The answer is trivially yes: If $M$ is finitely generated and artinian, then $R/\mathrm{Ann}(M)$ is an artinian ring, hence noetherian. Now just notice that the $R/\mathrm{Ann}(M)$-submodules of $M$ coincide with the $R$-submodules of $M$.

Answer 2

Note that for any module element $m \in M$, there is an injection of $R$ modules $R/\operatorname{Ann}(m) \hookrightarrow M: r \mapsto r \cdot m$. If $M$ is finitely generated, I have the map $$R/\operatorname{Ann}(m_1) \oplus \dotsb \oplus R/\operatorname{Ann}(m_n) \twoheadrightarrow M$$ which is the sum of the inclusions. If $M$ is Artinian, then each $R/\operatorname{Ann}(m_i)$ is Artinian because it's a submodule.
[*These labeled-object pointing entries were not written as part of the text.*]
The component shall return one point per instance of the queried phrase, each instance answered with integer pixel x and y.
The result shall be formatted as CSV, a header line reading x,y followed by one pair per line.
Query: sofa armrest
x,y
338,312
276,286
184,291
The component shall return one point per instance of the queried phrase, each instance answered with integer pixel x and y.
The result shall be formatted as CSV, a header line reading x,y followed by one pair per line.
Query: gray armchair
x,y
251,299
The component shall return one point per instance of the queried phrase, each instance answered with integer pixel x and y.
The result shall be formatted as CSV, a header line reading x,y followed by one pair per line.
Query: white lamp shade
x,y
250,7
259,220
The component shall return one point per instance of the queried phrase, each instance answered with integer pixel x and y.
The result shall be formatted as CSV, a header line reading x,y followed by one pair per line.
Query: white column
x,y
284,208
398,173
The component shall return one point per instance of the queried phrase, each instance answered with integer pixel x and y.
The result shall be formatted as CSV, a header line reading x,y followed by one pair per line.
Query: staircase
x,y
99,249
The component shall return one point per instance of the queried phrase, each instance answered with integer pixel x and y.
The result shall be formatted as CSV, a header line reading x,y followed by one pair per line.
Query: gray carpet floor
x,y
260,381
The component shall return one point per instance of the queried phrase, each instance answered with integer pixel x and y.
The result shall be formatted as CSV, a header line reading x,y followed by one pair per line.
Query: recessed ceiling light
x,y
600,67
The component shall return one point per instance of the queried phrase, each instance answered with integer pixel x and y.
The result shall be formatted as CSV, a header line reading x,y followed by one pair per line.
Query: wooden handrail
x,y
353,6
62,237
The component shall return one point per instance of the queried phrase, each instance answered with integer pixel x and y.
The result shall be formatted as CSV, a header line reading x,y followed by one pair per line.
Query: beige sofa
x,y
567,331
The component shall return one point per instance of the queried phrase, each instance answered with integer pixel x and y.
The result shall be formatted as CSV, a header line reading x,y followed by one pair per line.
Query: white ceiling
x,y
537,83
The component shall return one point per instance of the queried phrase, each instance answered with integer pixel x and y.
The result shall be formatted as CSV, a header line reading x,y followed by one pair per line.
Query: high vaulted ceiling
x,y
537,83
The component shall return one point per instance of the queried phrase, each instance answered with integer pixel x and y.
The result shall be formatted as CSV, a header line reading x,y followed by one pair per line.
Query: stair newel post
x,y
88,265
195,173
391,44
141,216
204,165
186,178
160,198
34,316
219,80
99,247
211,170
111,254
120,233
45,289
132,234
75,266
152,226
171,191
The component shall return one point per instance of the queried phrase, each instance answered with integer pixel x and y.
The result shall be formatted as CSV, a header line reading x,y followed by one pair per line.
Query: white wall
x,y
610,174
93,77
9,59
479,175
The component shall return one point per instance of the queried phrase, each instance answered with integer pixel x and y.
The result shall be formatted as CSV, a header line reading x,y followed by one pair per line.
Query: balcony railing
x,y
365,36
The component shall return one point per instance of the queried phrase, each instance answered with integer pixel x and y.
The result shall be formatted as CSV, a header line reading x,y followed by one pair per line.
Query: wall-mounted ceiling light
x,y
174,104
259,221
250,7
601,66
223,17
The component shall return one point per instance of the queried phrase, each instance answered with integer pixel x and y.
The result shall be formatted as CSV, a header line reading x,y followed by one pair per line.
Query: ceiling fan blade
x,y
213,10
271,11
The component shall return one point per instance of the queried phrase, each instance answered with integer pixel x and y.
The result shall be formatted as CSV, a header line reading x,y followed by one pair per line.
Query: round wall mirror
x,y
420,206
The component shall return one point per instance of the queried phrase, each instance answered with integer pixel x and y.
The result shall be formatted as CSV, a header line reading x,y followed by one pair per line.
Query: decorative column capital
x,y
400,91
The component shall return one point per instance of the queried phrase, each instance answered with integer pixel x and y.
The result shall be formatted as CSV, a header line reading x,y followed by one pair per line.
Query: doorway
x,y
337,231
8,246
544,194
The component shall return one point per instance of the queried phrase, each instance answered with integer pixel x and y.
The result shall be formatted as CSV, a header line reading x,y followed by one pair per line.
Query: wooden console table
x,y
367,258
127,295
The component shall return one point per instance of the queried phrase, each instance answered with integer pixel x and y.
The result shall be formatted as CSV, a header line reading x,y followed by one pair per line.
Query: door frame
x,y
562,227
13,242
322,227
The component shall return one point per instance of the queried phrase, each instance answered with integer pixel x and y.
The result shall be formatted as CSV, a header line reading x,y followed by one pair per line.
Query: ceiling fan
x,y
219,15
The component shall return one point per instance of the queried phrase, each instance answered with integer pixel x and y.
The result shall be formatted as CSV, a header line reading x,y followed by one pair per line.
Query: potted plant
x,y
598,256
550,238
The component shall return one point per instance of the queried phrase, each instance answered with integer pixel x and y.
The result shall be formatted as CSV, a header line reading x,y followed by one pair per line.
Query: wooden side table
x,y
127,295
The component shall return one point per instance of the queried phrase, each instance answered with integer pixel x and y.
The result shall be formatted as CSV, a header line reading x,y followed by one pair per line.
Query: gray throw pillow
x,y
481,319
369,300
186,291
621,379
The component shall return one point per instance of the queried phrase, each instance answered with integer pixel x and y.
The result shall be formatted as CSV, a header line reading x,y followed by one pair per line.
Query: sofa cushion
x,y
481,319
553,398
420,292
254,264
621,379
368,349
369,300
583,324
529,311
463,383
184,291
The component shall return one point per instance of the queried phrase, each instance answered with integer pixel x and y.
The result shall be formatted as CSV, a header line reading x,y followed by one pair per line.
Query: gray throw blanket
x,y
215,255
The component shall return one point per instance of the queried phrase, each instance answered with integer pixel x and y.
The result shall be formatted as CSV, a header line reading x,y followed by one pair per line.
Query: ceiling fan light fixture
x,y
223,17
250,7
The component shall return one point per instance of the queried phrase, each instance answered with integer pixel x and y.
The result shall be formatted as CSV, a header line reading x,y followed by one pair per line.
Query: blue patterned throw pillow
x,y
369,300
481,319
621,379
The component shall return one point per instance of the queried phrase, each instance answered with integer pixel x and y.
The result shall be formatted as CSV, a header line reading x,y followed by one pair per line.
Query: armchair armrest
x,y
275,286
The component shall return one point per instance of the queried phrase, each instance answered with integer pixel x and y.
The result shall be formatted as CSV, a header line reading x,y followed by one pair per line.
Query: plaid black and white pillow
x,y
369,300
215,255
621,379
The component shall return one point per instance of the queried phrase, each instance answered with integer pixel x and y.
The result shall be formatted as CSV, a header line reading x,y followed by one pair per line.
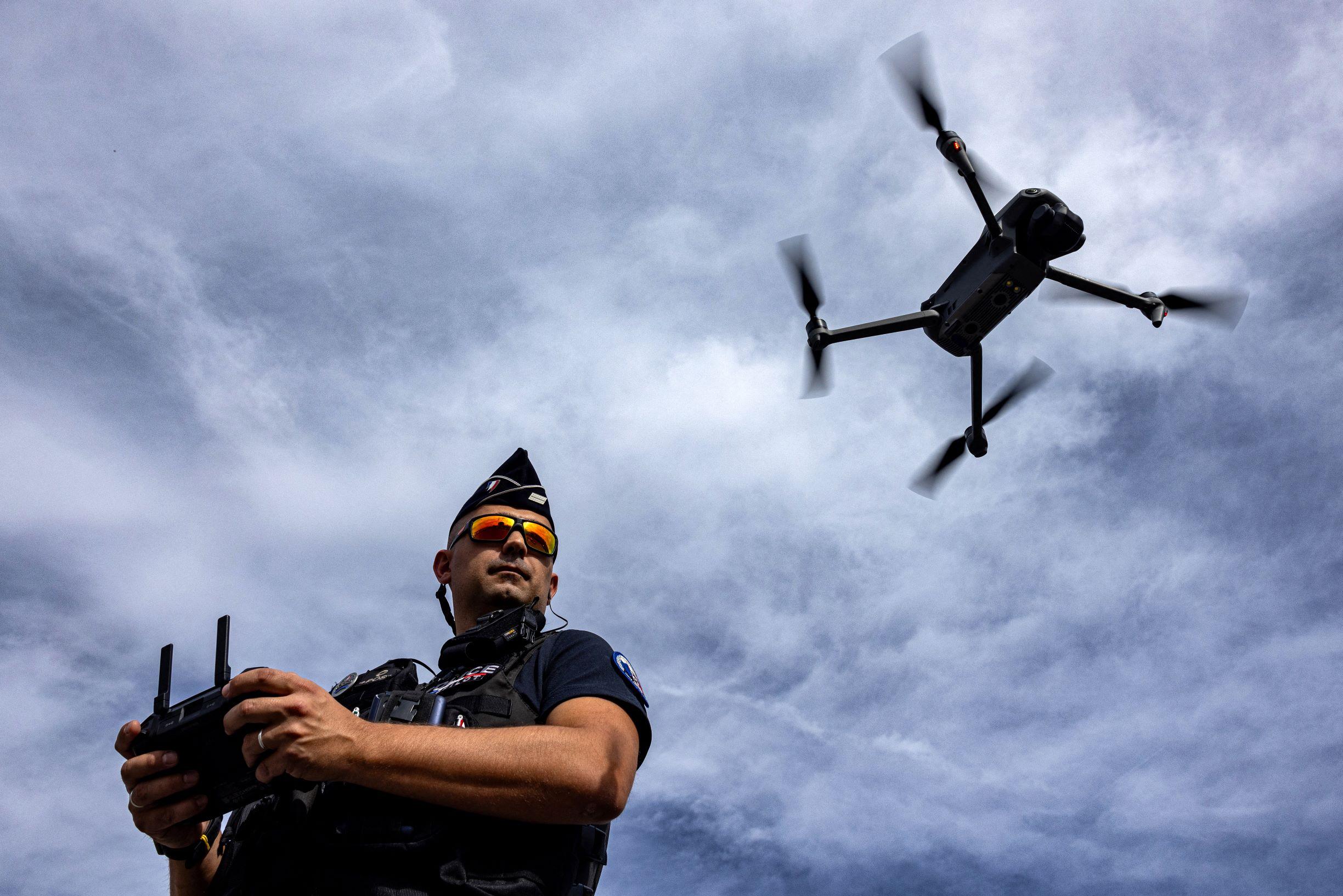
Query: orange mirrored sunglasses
x,y
496,527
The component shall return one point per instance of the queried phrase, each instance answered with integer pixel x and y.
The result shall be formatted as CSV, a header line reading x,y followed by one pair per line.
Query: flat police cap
x,y
516,486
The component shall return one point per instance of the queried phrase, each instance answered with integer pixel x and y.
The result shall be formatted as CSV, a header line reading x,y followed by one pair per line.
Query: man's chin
x,y
505,595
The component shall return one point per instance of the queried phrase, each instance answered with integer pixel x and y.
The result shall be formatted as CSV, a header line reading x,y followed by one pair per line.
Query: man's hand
x,y
304,731
152,782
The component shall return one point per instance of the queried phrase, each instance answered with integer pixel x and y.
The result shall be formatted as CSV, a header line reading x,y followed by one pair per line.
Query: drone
x,y
1000,272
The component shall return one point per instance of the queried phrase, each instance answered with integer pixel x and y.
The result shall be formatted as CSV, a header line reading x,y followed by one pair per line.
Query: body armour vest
x,y
343,838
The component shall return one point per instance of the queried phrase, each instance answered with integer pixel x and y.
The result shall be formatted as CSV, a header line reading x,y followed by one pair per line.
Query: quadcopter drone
x,y
1009,261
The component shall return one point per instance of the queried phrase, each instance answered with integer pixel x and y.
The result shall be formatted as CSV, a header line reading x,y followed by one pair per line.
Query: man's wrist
x,y
364,751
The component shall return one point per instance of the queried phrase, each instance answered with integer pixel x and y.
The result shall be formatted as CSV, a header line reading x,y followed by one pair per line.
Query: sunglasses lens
x,y
539,538
492,528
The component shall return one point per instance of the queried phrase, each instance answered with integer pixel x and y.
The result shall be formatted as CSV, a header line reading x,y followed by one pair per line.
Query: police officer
x,y
499,775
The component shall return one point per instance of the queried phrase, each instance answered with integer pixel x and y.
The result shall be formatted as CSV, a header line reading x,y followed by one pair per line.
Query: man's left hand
x,y
304,731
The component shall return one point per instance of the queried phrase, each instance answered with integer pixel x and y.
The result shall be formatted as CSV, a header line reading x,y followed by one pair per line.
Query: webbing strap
x,y
489,705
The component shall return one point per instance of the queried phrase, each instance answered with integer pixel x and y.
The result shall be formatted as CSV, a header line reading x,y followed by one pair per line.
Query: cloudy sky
x,y
281,283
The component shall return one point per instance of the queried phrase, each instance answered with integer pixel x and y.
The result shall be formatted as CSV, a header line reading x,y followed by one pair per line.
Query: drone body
x,y
1005,266
998,273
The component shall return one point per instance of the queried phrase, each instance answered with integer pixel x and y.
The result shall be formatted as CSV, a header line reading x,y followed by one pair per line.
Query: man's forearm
x,y
547,774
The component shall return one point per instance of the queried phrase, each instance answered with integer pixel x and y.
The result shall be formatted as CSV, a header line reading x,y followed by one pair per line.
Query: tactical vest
x,y
344,838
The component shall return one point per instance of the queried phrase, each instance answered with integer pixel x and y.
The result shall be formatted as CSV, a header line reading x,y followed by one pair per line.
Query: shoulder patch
x,y
626,670
344,684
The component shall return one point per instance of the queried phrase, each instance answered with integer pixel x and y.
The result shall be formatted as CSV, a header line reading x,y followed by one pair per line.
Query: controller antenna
x,y
222,673
163,700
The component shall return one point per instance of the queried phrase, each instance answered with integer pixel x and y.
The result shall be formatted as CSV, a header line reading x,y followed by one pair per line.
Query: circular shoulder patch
x,y
344,684
626,670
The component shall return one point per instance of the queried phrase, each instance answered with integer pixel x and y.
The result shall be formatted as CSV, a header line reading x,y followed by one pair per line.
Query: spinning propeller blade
x,y
1026,382
819,379
911,73
1217,307
927,483
931,477
797,253
907,64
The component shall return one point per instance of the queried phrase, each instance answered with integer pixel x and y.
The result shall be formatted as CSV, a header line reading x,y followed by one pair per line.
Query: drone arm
x,y
954,149
916,320
1102,291
977,191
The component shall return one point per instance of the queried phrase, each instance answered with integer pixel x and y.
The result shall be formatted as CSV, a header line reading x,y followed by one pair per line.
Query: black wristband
x,y
196,852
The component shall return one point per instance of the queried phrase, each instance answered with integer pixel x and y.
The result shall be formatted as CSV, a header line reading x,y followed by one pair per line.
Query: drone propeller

The structure of $R/\operatorname{Ann}(m_i)$ as an $R$ module is the same as its structure as an $R/\operatorname{Ann}(m_i)$ module, so we can say that $R/\operatorname{Ann}(m_i)$ is an Artinian ring, so a Noetherian ring, so a Noetherian $R$ module.

Now $M$ receives a surjection from a Noetherian module, so it is Noetherian.

I'm not really sure why you'd use $R/\operatorname{Ann}(M)$ here. Perhaps someone could enlighten me.